Ona bir kitap vereceğim
Rahatını kaçırmak için
Bir öğrenegörsün aşkı
Ağacı o vakit seyredin.
—Melih Cevdet Anday
Bozkırda cehaletle mücadele etmek, bilgi üretmek, sevgi üretmek, sanat yapmak, çocuk yetiştirmek, hoşgörü üretmek, disiplin yerleştirmek, geleneğin verimli damarlarını bulup yeşertmek, çağdaş kültürle sentezlemek, seni yok sayanlara her gün var olduğunu, yaşadığını, ürettiğini kanıtlamak ne zor iştir. Sen bir de bunun resmini yap Abidin! Tatlı sularda yüzenlerin, Şanzelize’de gezenlerin on katı, yüz katı ürettiğin halde, yoğurdun bile «yararlı bir Bulgar besini» olarak not düşüldüğü bir dünya işte… Senden sonra da… acı…

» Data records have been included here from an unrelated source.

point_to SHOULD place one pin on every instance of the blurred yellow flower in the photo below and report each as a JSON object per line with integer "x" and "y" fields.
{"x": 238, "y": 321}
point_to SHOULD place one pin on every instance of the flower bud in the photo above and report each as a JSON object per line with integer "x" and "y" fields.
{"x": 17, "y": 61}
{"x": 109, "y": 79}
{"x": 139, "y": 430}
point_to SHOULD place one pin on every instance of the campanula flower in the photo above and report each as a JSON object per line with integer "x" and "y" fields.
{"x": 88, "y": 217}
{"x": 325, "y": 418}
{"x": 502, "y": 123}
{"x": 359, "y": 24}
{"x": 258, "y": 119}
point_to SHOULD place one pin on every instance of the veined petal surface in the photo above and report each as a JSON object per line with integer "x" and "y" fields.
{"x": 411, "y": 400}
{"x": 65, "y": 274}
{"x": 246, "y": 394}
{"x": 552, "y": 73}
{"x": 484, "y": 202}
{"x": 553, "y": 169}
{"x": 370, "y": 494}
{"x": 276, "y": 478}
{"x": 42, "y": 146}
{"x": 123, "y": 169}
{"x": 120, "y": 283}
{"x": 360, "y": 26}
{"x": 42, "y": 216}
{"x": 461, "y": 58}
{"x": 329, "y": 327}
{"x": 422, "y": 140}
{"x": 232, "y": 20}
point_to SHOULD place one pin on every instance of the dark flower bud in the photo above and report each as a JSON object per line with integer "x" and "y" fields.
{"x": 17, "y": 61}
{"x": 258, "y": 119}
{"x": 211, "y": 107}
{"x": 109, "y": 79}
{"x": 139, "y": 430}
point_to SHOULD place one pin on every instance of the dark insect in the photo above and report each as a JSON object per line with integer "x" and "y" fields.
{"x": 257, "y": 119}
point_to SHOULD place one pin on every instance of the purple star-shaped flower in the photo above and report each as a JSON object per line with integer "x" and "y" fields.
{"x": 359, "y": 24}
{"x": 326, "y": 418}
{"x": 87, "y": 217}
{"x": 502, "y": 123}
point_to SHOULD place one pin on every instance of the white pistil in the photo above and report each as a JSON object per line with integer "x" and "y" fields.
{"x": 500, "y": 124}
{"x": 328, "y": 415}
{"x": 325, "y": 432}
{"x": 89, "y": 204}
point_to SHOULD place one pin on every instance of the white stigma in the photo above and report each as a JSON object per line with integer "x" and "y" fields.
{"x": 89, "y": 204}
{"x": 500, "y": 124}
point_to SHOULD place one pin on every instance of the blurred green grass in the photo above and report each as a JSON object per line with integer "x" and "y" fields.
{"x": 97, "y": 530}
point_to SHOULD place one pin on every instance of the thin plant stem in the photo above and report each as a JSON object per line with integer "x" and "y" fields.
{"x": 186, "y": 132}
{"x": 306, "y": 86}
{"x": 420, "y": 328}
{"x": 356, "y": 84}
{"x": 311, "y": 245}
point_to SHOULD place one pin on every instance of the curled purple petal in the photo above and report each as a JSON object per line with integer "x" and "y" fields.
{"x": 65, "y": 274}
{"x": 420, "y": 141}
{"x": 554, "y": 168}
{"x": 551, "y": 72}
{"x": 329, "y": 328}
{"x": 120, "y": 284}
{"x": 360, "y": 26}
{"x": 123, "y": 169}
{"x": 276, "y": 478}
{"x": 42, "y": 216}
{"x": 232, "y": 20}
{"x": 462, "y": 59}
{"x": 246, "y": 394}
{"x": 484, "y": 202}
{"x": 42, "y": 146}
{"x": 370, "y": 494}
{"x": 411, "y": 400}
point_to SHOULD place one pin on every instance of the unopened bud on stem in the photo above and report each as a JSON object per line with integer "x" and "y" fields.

Suların Beydeba’nın, Ezop’un ürettiklerini hoyratça sürükleyip La Fontaine’in önüne yığdığı gibi seninkileri de alıp eloğlunun önüne yığmayacağının bir garantisi yok. Seninkiler yerinde kalsa bile dünya sanat merkezlerinin projektörleri bir gün bile senin üzerine çevrilmediği için o güzelim renkler, o güzelim kokular, o özgün söyleyişler vitrine çıkamayacak.
TELGRAFHANE
Uyuyamayacaksın
Memleketinin hali
Seni seslerle uyandıracak
Oturup yazacaksın.
Çünkü sen artık o sen değilsin
Sen şimdi ıssız bir telgrafhane gibisin
Durmadan sesler alacak
Sesler vereceksin.
Uyuyamayacaksın.
Düzelmeden memleketin hali
Düzelmeden dünyanın hali
Gözüne uyku giremez ki…
Uyuyamayacaksın
Bir sis çanı gibi gecenin içinde
Ta gün ışıyana kadar
Vakur metin sade
Çalacaksın.
—Melih Cevdet Anday
Bu coğrafya bereketli bir coğrafyadır. Bu iklim üretken. Yeraltında saklı kalan petrollerimiz, bor yataklarımız, toryum madenlerimiz değildir sade. Bir şiir damarımız vardır çiçek çiçek, renk renk. Bir zaman gelir gün yüzüne çıkar bütün görkemiyle Yunus’lar, Karacaoğlan’lar, Anday’lar. Bir Melih Cevdet vardı; «vakur, metin, sade» yazardı denir. Ben öğretmenim. Çocuklarımın ellerinde senin şiirlerin iplik iplik, desen desen; yaşamayı, sevmeyi, kendi olmayı seninle öğrenir. Karanfilin yanık yanık kokmadığı günlerde en büyük caddede senin adın.